Taking advantage of a last-minute invitation, I'm liveblogging the PajamasMedia get-together at the National Press Club. My first time attending one of these things. It certainly is a pleasure to meet many people whom I've only read from before. I met hard-driving Pamela right at the door, and intrepid travel-blogger Michael Totten (does being taller make one braver?) a few moments later, publisher Adam Bellow, and many more.

(I no longer use a notebook computer at these events; I laboriously type everything into my handheld "toy" - a Dell Axim X51. With the rhinoskin cover, I can pretty much carry my computer in my back pocket. I'll do the editing later.)

As I meet and greet old friends for the first time, my mind fixes on an analogy to our little community of bloggers. The more I think about it, the more certain I am that it applies:

We bloggers are "men of letters".

Most people don't realize that what we call the mainstream media really only dates back to the first daily newspapers of the early eighteenth century. Before that, and for over a hundred years later, it was the letter-writers who shaped the world. The salons of the French and the coffee-houses of the English are the places where politics, science, and culture were shaped. Us bloggers use email and blog posts to communicate. Our spiritual predecessors used letters and
mass-produced pamphlets.

It was the letter-writers who have the fame and infamy for creating the French and American revolutions; newspapers were a poor accessory.

I date the end of the era of the dominance of the letter-writers to the election of Andrew Jackson in the nineteenth century. For the first time, the great size and ease of communications of the United States of America permitted an unprecedented campaign of national vilification of a devoted public servant...

Ah, I should be paying more attention to the lecture. Benjamin Franklin in a
green suit? I love it!...Reynolds talks about his invitation to the White House
today and the dangers of faction...

The men of letters essentially organized themselves to replace the monarchs and courtiers of their time with the rule of men like themselves.
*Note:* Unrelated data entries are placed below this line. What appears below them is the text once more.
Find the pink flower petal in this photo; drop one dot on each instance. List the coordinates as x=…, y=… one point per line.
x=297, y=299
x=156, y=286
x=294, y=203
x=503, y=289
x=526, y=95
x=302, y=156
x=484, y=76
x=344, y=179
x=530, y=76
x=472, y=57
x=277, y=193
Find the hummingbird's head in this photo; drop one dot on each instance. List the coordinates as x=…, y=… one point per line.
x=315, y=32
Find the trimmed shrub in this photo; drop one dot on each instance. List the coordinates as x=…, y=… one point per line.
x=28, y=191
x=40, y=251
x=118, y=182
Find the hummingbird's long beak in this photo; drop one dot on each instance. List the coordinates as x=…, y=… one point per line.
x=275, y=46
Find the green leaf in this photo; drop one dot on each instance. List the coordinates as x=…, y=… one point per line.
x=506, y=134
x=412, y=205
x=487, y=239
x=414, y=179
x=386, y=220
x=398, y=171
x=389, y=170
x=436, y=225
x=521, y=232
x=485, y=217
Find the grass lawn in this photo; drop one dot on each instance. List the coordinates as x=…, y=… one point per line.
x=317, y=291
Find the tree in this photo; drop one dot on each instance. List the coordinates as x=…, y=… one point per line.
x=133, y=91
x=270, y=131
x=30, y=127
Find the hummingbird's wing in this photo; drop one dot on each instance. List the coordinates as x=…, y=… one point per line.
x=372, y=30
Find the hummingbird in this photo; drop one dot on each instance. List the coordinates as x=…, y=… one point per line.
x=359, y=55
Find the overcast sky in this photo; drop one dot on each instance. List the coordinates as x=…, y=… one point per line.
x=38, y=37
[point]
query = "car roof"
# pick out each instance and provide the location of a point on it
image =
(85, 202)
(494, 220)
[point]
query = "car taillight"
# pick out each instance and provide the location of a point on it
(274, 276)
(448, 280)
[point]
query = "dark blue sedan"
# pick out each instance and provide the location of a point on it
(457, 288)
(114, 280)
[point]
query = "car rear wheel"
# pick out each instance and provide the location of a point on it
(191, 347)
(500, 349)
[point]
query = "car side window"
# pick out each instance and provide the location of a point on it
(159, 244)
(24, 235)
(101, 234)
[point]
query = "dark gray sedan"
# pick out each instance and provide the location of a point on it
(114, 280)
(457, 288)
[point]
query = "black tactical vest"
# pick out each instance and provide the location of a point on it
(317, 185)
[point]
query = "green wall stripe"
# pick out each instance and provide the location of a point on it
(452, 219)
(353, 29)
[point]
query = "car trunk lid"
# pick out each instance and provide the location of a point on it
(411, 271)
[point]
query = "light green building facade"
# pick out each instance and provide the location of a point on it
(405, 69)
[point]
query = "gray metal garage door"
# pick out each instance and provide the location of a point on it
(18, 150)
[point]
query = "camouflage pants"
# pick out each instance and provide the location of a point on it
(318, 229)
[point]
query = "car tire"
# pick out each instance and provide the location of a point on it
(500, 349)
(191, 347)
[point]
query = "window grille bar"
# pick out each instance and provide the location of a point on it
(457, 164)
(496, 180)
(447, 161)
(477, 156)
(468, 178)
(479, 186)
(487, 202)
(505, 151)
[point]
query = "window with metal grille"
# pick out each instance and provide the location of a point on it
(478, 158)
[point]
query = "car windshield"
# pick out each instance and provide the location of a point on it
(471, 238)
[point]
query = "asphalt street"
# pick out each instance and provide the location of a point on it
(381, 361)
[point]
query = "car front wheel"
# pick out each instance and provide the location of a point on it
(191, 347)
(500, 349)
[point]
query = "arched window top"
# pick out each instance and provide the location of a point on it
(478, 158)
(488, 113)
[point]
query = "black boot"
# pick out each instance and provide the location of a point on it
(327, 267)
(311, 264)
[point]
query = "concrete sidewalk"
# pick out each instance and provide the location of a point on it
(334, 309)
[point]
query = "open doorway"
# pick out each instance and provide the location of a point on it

When newspapers grew more prominent in the public consciousness, the letter-men peacefully yielded leadership to the democratic majority -

Ah, Barone is striking near as he talks of drawing and quartering courtiers.
"Real partisanship", as he puts it...

Because of their scale and advertising support

- oh come on, the baby-boom generation wasn't ALL bad -

newspapers have displaced pamphlets for nearly two centuries. The rise of weblogs and the ease of email may now be swinging the reins of democratic power back into the hands of the class which created it in the first place.

May we use that power well and to the benefit of all mankind.

Update: A rebuttal from Tristam Shandy tries to trash us PJM folks by comparing us specifically to Thomas Paine. That's really good. Paine's Common Sense convinced many colonists of the tyranny of George III, just as Charles Johnson's exposure of the CBS "Rathergate" scandal convinced many Americans of the tyranny of the mainstream media. Later, Paine supported the French Revolution, but not the Regicide or the Terror.

When he died, one newspaper obituary read: "He had lived long, did some good and much harm." Perhaps when we pass on, we will have the honor of the MSM characterizing us the same way.